Case (1 of 2): An Overview of the S&P500

Chapter 17.

S&P 500

The S&P 500, also called the Standard & Poor’s 500, is a stock market index that tracks the performance of 500 major publicly traded companies listed on U.S. stock exchanges. It serves as a widely accepted benchmark for assessing the overall health and performance of the U.S. stock market.

S&P Dow Jones Indices, a division of S&P Global, is responsible for maintaining the index. The selection of companies included in the S&P 500 is determined by a committee, considering factors such as market capitalization, liquidity, and industry representation.

The S&P is a float-weighted index, meaning the market capitalizations of the companies in the index are adjusted by the number of shares available for public trading. [1]

The performance of the S&P 500 is frequently used to gauge the broader stock market and is commonly referenced by investors, analysts, and financial media. It provides a snapshot of how large-cap U.S. stocks are faring and is considered a reliable indicator of overall market sentiment.

Aside: Typically, the S&P 500 index consists of 500 stocks. However, in reality, there are actually 503 stocks included. This discrepancy arises because three of the listed companies have multiple share classes, and each class is considered a separate stock that needs to be included in the index. [1]

Strengths:

Diverse Representation: The S&P 500 isn’t fixated on a single industry. From technology to healthcare, it offers a panoramic view of various economic sectors, making it an inclusive representation of the U.S. corporate sector.
Benchmark for Investors: For many fund managers, outperforming the S&P 500 stands as a golden standard. It’s a yardstick, establishing it as a critical touchstone for gauging investment success.
Liquidity and Visibility: Constituent companies enjoy high liquidity and are subject to rigorous screening processes, ensuring that the index represents financially viable entities.

Critiques:

Market Capitalization Weighting: The index is weighted by market capitalization, meaning companies with higher market values have a more pronounced effect on its performance. Critics argue this approach can skew perceptions, especially during market bubbles when certain sectors are overvalued.
Exclusivity: Despite its broad purview, 500 companies cannot encapsulate the entire U.S. economy. Many sectors, especially emerging industries or smaller businesses, might not be adequately represented.
Potential for Complacency: The prominence of the S&P 500 has led many investors to adopt passive investment strategies, tracking the index rather than actively managing portfolios. Detractors argue this might lead to market inefficiencies and reduced capital allocation efficacy.
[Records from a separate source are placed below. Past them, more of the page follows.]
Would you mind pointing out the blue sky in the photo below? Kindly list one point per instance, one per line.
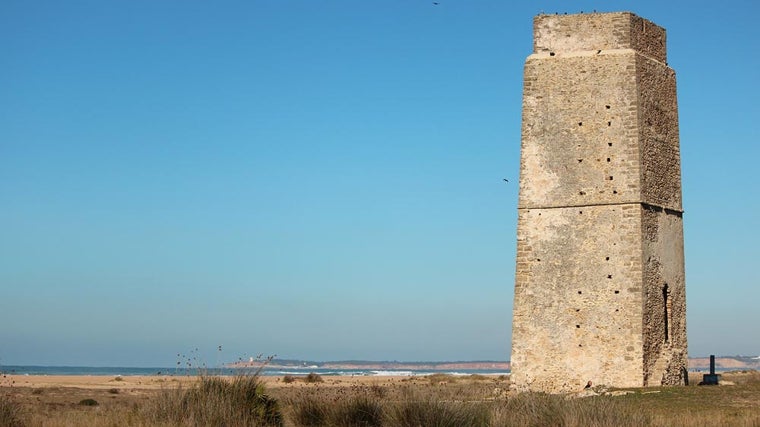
(320, 179)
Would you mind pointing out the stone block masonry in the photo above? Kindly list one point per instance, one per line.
(599, 289)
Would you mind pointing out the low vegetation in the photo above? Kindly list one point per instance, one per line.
(417, 401)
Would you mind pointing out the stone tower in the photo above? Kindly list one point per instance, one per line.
(599, 288)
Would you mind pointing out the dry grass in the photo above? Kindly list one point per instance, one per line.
(417, 401)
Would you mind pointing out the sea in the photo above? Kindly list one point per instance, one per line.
(295, 371)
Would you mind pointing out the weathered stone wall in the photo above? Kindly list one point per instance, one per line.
(578, 298)
(599, 212)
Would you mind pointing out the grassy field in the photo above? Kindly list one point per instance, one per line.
(436, 400)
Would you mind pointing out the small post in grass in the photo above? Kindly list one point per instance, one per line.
(712, 378)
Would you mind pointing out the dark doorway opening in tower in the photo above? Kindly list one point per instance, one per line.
(666, 313)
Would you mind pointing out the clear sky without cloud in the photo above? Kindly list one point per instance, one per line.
(320, 179)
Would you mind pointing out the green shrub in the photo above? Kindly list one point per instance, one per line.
(414, 413)
(358, 411)
(218, 401)
(310, 412)
(10, 413)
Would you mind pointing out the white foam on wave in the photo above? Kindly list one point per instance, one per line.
(392, 373)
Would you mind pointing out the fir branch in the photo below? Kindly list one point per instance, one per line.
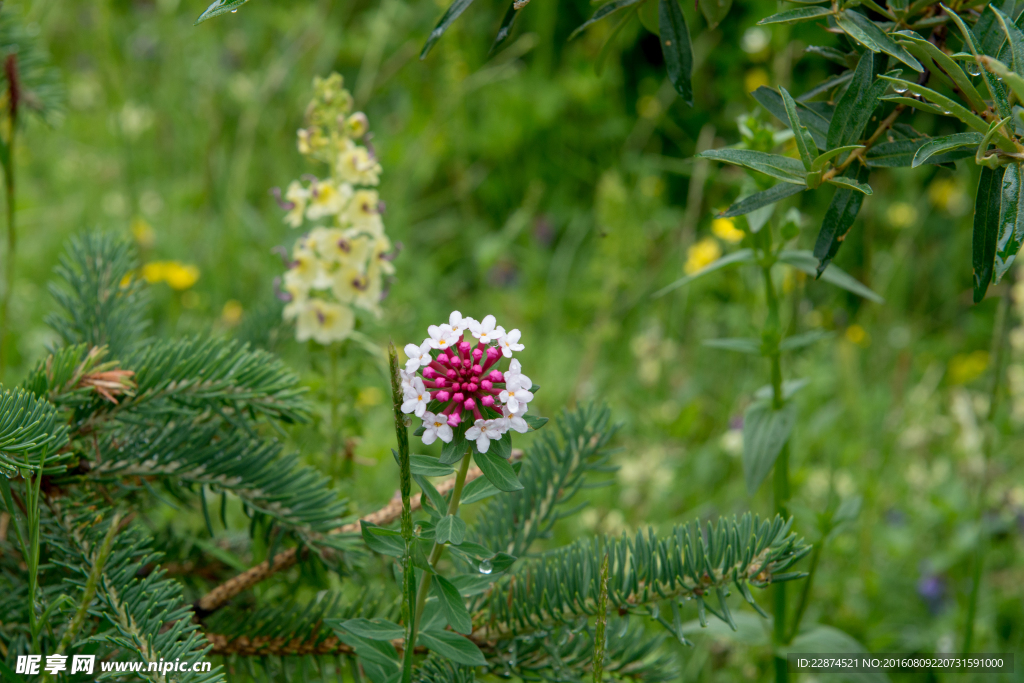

While the S&P 500 remains an influential and pivotal tool for investors, its dominance prompts a double-edged sword of advantages and critiques. In a constantly evolving economic landscape, understanding both its power and limitations is essential for informed financial decision-making. [2]

The broad purpose of this Case Study is to review and analyze the different sectors and stocks within the S&P500.

S&P 500 Data

Load some useful R packages

# Load the required libraries, suppressing annoying startup messages
library(dplyr, quietly = TRUE, warn.conflicts = FALSE) # data manipulation
library(tibble, quietly = TRUE, warn.conflicts = FALSE) # data manipulation
library(ggplot2, quietly = TRUE, warn.conflicts = FALSE) # data visualization
library(ggpubr, quietly = TRUE, warn.conflicts = FALSE) # data visualization

library(gsheet, quietly = TRUE, warn.conflicts = FALSE) # Google Sheets
library(rmarkdown, quietly = TRUE, warn.conflicts = FALSE) # writing
library(knitr, quietly = TRUE, warn.conflicts = FALSE) # tables
library(kableExtra, quietly = TRUE, warn.conflicts = FALSE) # tables
library(scales)  # For formatting currency

Read the S&P500 data from a Google Sheet into a tibble

We will analyze a real-world, recent dataset containing information about the S&P500 stocks, sourced from TradingView.com. [3]
The dataset is located in a Google Sheet and periodically updated.
The complete URL of the Google Sheet that has the data is

https://docs.google.com/spreadsheets/d/14mUlNNpeuV2RouT9MKaAWKUpvjRijzQu40DdWJgyKPQ/
Its Google Sheet ID is: 14mUlNNpeuV2RouT9MKaAWKUpvjRijzQu40DdWJgyKPQ.

Loading the data into R

We can use the function gsheet2tbl in package gsheet to read the Google Sheet into a tibble , as demonstrated in the following code.

# Read S&P500 stock data present in a Google Sheet.
library(gsheet)
prefix <- "https://docs.google.com/spreadsheets/d/"
sheetID <- "14mUlNNpeuV2RouT9MKaAWKUpvjRijzQu40DdWJgyKPQ"
url500 <- paste(prefix,sheetID) # Form the URL to connect to
sp500Data <- gsheet2tbl(url500) # Read it into a tibble

Note: This data is current, as of Fri, Jan 5, 2024

S&P Global Industry Classification Standard (GICS^®)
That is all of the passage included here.